Extended Metaphor


an implied analogy, or comparison, which is carried throughout a stanza or an entire poem. In “The Bait,” John Donne compares a beautiful woman to fish bait and men to fish who want to be caught by the woman. Since he carries these comparisons all the way through the poem, these are considered “extended metaphors.”


The Pulley
George Herbert


When God at first made man,
Having a glass of blessings standing by,
Let us (said He) pour on him all we can:
Let the world’s riches, which dispersed lie,
Contract into a span.

So strength first made a way;
Then beauty flowed, then wisdom, honour, pleasure:
When almost all was out, God made a stay,
Perceiving that alone of all His treasure
Rest in the bottom lay.

For if I should (said He)
Bestow this jewel also on my creature,
He would adore My gifts instead of Me,
And rest in Nature, not the God of Nature:
So both should losers be.

Yet let him keep the rest,
But keep them with repining restlessness:
Let him be rich and weary, that, at least,
If goodness lead him not, yet weariness
May toss him to My breast.


George Herbert uses a pulley as an extended metaphor in his poem “The Pulley”. A pulley is a wheel with a groove between two flanges around its circumference. They are used to change the direction of an applied force, transmit rotational motion, or realize a mechanical advantage in either a linear or rotational system of motion. He discusses God “pour[ing] on [man] all [he] can”, but if God did that “[the man] would adore My gifts instead of Me, And rest in Nature, not the God of Nature.” Herbert implies that both God has placed them in a lose-lose situation, “So both should losers be”.

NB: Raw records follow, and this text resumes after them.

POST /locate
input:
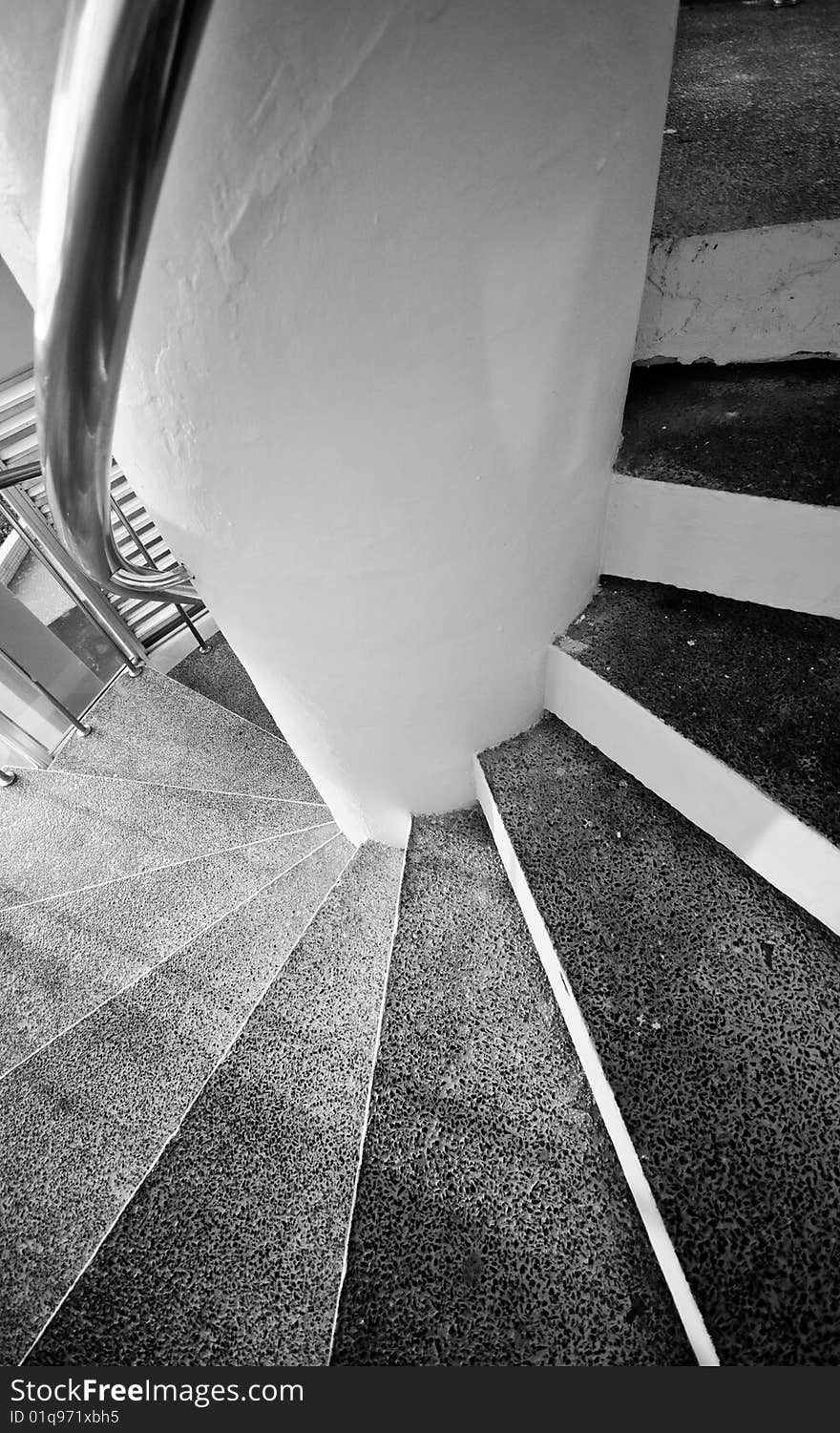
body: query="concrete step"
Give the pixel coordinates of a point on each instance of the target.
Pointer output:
(746, 242)
(705, 1009)
(768, 431)
(65, 830)
(728, 711)
(750, 135)
(492, 1224)
(233, 1249)
(157, 729)
(63, 956)
(220, 675)
(86, 1118)
(727, 480)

Link: That Poor Threatened Boar




"You must lose a fly to catch a trout."

~George Herbert

George Herbert

        George Herbert was born in Montgomery, Wales, on April 3, 1593, the fifth son of Richard and Magdalen Newport Herbert. After his father's death in 1596, he and his six brothers and three sisters were raised by their mother, patron to John Donne who dedicated his Holy Sonnets to her. Herbert was educated at Westminster School and Trinity College, Cambridge. His first two sonnets, sent to his mother in 1610, maintained that the love of God is a worthier subject for verse than the love of woman. His first verses to be published, in 1612, were two memorial poems in Latin on the death of Prince Henry, the heir apparent.
        Herbert could have used his post of orator to reach high political office, but instead gave up his secular ambitions. Herbert took holy orders in the Church of England in 1630 and spent the rest of his life as rector in Bemerton near Salisbury. At Bemerton, George Herbert preached and wrote poetry; helped rebuild the church out of his own funds; he cared deeply for his parishoners. He came to be known as "Holy Mr. Herbert" around the countryside in the three years before his death of consumption on March 1, 1633.
        A Priest to the Temple (1652), Herbert's Baconian manual of practical advice to country parsons, bears witness to the intelligent devotion with which he undertook his duties as priest. Herbert had long been in ill health. On his deathbed, he sent the manuscript of The Temple toNicholas Ferrar, asking him to publish the poems only if he thought they might do good to "any dejected poor soul." It was published in 1633 and met with enormous popular acclaim—it had 13 printings by 1680.
        Herbert's poems are characterized by a precision of language, a metrical versatility, and an ingenious use of imagery or conceits that was favored by the metaphysical school of poets. They include almost every known form of song and poem, but they also reflect Herbert's concern with speech--conversational, persuasive, proverbial. Carefully arranged in related sequences, the poems explore and celebrate the ways of God's love as Herbert discovered them within the fluctuations of his own experience. Because Herbert is as much an ecclesiastical as a religious poet, one would not expect him to make much appeal to an age as secular as our own; but it has not proved so. All sorts of readers have responded to his quiet intensity; and the opinion has even been voiced that he has, for readers of the late twentieth century, displaced Donne as the supreme Metaphysical poet.